Selected Publications:
1. Lahiri, P. and Ghosh D (2017) Single-Step Capture and Targeted Metabolomics of Alkyl-Quinolones in Outer Membrane Vesicles of Pseudomonas aeruginosa. Lipidomics: Methods in Molecular Biology (Springer, USA) ISSN 1064-3745; DOI 10.1007/978-1-4939-6996-8_15 (in press).
2. Pompilio A, Crocetta V, Ghosh D et al. (2016) Stenotrophomonas maltophilia phenotypic and genotypic diversity during a 10-year colonization in the lungs of a cystic fibrosis patient. Frontiers in Microbiology 2016; 7: 1551
3. Pluháček T, Lemr K, Ghosh D, Milde D, Novák J and Havlíček V (2016) Characterization of Microbial Siderophores by Mass Spectrometry.

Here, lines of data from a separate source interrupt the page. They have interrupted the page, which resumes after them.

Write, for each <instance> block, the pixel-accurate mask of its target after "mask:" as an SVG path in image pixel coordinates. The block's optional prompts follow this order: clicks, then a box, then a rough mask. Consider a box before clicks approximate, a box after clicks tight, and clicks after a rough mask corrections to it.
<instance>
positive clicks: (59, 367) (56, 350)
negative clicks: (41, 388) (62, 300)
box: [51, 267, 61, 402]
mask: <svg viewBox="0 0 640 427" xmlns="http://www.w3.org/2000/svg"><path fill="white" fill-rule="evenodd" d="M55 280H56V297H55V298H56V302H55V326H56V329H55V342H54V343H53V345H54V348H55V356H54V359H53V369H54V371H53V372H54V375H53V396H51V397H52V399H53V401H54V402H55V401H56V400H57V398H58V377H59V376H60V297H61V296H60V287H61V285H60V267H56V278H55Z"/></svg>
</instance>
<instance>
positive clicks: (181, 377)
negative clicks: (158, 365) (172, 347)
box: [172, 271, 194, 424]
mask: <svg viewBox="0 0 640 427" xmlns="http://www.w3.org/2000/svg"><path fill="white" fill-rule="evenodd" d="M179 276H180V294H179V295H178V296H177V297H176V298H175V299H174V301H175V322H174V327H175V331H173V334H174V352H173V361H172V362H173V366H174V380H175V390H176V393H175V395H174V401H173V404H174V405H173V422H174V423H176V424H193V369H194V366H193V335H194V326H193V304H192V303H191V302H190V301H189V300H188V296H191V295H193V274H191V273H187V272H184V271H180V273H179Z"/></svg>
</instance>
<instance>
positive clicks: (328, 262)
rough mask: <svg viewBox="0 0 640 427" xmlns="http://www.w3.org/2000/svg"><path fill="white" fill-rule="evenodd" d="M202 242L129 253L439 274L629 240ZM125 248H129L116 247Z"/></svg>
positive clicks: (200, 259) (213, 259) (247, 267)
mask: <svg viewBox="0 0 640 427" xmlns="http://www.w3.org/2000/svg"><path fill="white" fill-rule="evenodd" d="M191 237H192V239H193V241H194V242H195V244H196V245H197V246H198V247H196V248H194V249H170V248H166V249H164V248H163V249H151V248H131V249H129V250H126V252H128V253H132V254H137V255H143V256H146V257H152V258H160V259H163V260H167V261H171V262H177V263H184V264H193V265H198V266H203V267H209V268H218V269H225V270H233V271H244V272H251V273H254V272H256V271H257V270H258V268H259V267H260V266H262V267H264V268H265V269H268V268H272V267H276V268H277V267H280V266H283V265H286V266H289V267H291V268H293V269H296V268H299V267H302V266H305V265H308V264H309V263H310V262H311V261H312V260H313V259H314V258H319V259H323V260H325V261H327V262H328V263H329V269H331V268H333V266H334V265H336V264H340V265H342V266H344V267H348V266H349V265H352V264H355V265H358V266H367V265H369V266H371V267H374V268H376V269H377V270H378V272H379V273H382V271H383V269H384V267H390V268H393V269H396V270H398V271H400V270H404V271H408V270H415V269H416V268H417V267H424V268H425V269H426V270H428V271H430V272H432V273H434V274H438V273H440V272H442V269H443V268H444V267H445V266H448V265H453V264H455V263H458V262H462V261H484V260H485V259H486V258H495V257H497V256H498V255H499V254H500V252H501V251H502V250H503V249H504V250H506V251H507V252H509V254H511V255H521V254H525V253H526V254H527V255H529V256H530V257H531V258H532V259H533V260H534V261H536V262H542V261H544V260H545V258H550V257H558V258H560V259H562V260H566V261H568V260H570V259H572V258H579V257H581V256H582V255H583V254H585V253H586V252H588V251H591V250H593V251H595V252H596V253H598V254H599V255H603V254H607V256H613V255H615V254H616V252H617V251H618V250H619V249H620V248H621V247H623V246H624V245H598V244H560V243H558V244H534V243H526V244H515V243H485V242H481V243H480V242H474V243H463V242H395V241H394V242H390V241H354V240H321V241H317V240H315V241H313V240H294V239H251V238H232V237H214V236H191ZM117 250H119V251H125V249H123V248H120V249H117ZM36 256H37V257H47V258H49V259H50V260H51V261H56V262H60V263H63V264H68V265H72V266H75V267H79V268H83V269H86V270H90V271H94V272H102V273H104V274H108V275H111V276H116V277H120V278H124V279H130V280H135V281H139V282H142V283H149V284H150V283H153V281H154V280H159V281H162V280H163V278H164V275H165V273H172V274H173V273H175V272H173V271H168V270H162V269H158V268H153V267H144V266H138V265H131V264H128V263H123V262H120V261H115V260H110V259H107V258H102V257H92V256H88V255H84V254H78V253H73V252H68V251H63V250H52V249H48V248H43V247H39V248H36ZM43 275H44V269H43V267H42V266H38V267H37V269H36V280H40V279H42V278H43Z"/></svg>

Mass spectrometry Reviews. 35: 35-47
4. Ghosh D., Salzman NH, Huttner KM, Paterson Y, Bevins CL. Protection against enteric salmonellosis in transgenic mice expressing a human intestinal defensin. Nature. 422:522-6.Commentary: Ganz T. Microbiology: Gut defence. Nature. 422:478-9.
5. Ghosh D., Porter E, Shen B, Lee SK, Wilk D, Drazba J, Yadav SP, Crabb JW, Ganz T, Bevins CL. Paneth cell trypsin is the processing enzyme for human defensin-5. Nat. Immunol. 3:583-590. Commentary: Zasloff M. Trypsin, for the defense. Nat Immunol. 2002 Jun;3(6):508-10.